Kitzman, of Columbia, says she will hold town hall meetings across the state to get residents' input on what they think should be cut from the state budget, saying legislators don't know enough about their constituents' opinions on spending. She says she believes, in general, that incentives are unfair to businesses already in the state and should play a limited role in luring businesses here.
She says she will promote limited spending, comprehensive tax reform and deregulation.
She points to her own business as an example. She moved to South Carolina from North Carolina and founded Driver's Choice Insurance in 1999 after lawmakers removed requirements in vehicle coverage. She grew the company to 50 employees before selling it in 2004. She was state insurance director from 2005 to 2007, when she resigned over a disagreement with Gov.
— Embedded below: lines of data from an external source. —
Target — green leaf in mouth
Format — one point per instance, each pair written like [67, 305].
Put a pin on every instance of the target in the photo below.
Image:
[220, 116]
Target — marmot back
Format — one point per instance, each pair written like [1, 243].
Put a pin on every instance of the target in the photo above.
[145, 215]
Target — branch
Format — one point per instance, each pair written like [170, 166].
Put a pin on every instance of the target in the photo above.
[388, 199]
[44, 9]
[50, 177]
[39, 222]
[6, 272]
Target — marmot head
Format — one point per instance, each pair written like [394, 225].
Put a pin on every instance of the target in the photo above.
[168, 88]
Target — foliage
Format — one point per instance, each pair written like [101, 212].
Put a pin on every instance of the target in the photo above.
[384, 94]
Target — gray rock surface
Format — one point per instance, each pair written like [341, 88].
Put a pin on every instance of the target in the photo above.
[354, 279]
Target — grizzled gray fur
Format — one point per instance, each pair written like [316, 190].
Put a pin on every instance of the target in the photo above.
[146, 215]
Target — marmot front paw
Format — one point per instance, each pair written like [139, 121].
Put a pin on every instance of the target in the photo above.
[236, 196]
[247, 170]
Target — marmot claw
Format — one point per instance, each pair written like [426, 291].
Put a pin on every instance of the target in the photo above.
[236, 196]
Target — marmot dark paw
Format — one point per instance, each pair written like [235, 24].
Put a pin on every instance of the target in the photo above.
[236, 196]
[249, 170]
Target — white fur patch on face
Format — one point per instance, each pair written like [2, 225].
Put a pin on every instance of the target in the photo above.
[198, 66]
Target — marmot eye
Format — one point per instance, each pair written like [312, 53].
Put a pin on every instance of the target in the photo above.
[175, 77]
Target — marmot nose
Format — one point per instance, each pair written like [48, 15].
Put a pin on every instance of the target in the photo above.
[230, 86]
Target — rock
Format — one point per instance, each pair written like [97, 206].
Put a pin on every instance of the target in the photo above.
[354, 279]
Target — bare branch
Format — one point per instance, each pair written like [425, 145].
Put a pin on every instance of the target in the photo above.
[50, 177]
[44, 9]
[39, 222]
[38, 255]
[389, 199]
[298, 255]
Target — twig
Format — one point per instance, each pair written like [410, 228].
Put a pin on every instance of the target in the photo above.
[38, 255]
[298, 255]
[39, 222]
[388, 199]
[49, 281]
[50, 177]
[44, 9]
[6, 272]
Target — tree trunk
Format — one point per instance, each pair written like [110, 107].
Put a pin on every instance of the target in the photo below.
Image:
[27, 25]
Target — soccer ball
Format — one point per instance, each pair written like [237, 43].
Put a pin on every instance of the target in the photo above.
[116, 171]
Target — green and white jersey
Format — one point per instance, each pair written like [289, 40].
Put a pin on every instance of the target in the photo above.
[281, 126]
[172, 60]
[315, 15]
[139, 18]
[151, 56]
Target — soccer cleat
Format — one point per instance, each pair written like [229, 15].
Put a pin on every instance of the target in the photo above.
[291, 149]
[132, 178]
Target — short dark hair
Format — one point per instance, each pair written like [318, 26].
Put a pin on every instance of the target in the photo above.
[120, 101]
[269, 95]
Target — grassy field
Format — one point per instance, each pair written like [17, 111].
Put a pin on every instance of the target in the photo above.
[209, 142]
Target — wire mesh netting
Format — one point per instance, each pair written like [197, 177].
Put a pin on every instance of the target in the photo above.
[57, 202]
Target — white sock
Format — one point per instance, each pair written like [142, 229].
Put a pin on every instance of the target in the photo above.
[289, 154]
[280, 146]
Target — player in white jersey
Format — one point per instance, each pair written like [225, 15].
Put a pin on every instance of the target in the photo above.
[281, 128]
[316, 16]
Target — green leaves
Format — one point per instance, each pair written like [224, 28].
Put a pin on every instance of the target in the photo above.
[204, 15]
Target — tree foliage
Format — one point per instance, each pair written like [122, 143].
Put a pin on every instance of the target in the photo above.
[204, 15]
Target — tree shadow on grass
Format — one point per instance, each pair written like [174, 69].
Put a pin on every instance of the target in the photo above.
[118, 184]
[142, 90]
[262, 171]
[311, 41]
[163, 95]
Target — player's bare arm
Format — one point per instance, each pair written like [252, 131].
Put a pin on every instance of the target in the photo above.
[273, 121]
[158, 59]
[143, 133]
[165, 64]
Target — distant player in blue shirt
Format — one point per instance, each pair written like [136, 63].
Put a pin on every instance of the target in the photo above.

Mark Sanford on coastal insurance.
The Houston native earned a bachelor's in English from the University of Houston and a law degree from South Texas College of Law.
Kitzman, 53, is a divorced mother of a 36-year-old son and grandmother of two.
Richter, a former judge and state senator, notes his age in his desire to promote better lives for seniors.
The 63-year-old Mount Pleasant resident says he advocates providing seniors more property tax relief and says they should be able to take college classes for free without restrictions.
"Students almost by osmosis will benefit from the life experiences that person brings to a classroom," he said. "I view seniors as a resource."
He says more seniors could get the prescriptions they need if lawmakers passed a measure removing liability for pills given away or sold very cheaply after the expiration date. Medicine could be collected and given to people who can't afford to get their prescriptions filled, he said.
He says he has the experience to get his ideas through the Legislature, and he promotes his legal background. He says he wants to return to public service but has no desire to run for higher office and will treat the office as the part-time job it was created to be.
"Every lieutenant governor has sought to fluff up the office. I'm not looking for a platform to run for governor, just the job of lieutenant governor," he said.
Richter earned a bachelor's in English from the University of North Carolina at Chapel Hill, and a law degree from USC. He was a judge in municipal, family and circuit courts. He served a single term in the Senate, stepping aside in 1996 after bypass surgery.
He ran for attorney general in 2002 and lost a primary runoff to Henry McMaster.
He is married with three daughters, ages 23, 28 and 33, and two grandchildren.